Intermodalité et multimodalité : définitions
Il s’agit de définir clairement les concepts de multimodalité et d’intermodalité ainsi que leurs différentes composantes (offre, information, titres, contrôle, etc.). Une approche théorique des différents types de tarification sera aussi abordée.
Définitions
On entend par intermodalité la coordination des modes de transport sur un territoire pour accroître leur performance d’un point de vue global et faciliter leur utilisation.
A noter que nous utiliserons le terme d’intermodalité comme terme générique mais que ce terme regroupe en réalité plusieurs notions :
– l’intermodalité « de chaînage », qui est l’utilisation successive de plusieurs modes de transports au cours d’un même déplacement. Il peut s’agir d’intermodalité entre plusieurs modes de transport en commun utilisés de façon successive au cours d’un même déplacement (bus urbain, puis métro, puis train par exemple). Mais l’intermodalité peut aussi se faire entre des modes de transports individuels (modes doux compris) et des modes de transports collectifs (accès en voiture à un parc relais, puis utilisation des transports en commun urbains par exemple). Dans ce premier cas, une solution intermodale a pour but de minimiser la contrainte liée à la discontinuité de l’offre.
– la multimodalité, qui est la possibilité d’utiliser alternativement plusieurs modes de transport sur une même liaison. Elle est aussiappelée intermodalité alternative. Elle est basée sur la notion de choix et le client multimodal va orienter le choix du mode utilisé différemment selon le jour, l’heure ou le motif de son déplacement. Il cherche à optimiser l’usage de la gamme de transport disponible en jouant sur les avantages de performance intrinsèques à chaque mode.
La notion de territoire est également importante et doit faire l’objet d’une réflexion dans la mise en place d’une tarification intermodale. Dans le cas d’intermodalité « de chaînage », il s’agit de relier entre eux des réseaux qui sont la plupart du temps gérés par des acteurs différents (AO urbaines, interurbaines…). Pour la multimodalité, la notion de bassin de vie est plus importante. Il s’agit en général d’offrir une réponse à une mobilité quotidienne depuis le lieu de résidence d’une population vers son lieu de travail, d’étude, de loisir, d’achats, etc…
Le but de la mise en place de l’intermodalité est bien d’accroître la performance globale des modes de transport, notamment des transports en commun. En effet, en améliorant la synergie et les interfaces entre les modes de transports, on facilite leur utilisation.
Le rôle du transporteur est alors de rechercher des solutions qui facilitent la vie quotidienne des clients mais le développement de l’intermodalité doit aussi passer par une volonté des AOT de trouver des compromis en termes de prise de décision et de financement des projets.

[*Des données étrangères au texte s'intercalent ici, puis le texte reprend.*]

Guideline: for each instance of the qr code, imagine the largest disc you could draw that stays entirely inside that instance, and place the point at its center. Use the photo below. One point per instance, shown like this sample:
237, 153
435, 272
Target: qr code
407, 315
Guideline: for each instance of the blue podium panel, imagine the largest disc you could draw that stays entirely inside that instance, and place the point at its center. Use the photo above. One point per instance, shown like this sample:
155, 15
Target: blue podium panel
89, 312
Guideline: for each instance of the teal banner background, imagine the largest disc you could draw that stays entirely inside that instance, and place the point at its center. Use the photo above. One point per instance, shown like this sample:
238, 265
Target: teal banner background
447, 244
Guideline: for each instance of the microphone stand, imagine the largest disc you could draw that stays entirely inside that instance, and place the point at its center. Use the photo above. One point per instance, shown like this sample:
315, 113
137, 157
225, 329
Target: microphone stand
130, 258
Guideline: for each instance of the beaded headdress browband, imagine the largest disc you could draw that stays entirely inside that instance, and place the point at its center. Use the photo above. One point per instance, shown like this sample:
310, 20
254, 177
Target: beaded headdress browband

Les projets d’intermodalité font intervenir différentes autorités organisatrices, aux intérêts politiques et économiques souvent divergents. Il en va de même pour les transporteurs, qui, s’ils sont complémentaires, sont aussi parfois concurrents (en particulier dans les projets de multimodalité).

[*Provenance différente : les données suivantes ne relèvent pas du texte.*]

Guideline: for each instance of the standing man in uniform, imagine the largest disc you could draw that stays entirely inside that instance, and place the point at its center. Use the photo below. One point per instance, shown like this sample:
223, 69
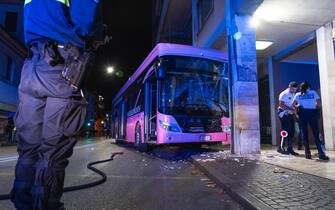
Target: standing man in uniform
286, 116
308, 102
51, 110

Les composantes de la multimodalité
Les projets de multimodalité sont complexes car ils nécessitent la coordination non seulement des transporteurs et AOT, mais aussi d’éléments techniques propres à chaque réseau de transport.
Nous avons distingué 6 composantes différentes de la multimodalité qui doivent faire l’objet d’une coordination. Nous entendons par composantes tout élément qui entre en ligne de compte dans la réalisation et la réussite d’un projet intermodal. Ces composantes sont les suivantes
L’offre
Tout projet de tarification multimodale doit prendre en compte l’offre existante et voir dans quelle mesure elle est coordonnée. Si les transporteurs ne font pas l’effort de coordination de leur offre, les projets d’intermodalité peuvent être voués à l’échec puisqu’ils ne permettent pas aux clients de trouver un avantage à la nouvelle situation. Pour l’intermodalité de chaînage, l’important est que des correspondances soient assurées de la manière la plus efficace possible afin que le client n’ait pas des temps de correspondances dissuasifs, le but étant bien d’augmenter l’attractivité des transports en commun.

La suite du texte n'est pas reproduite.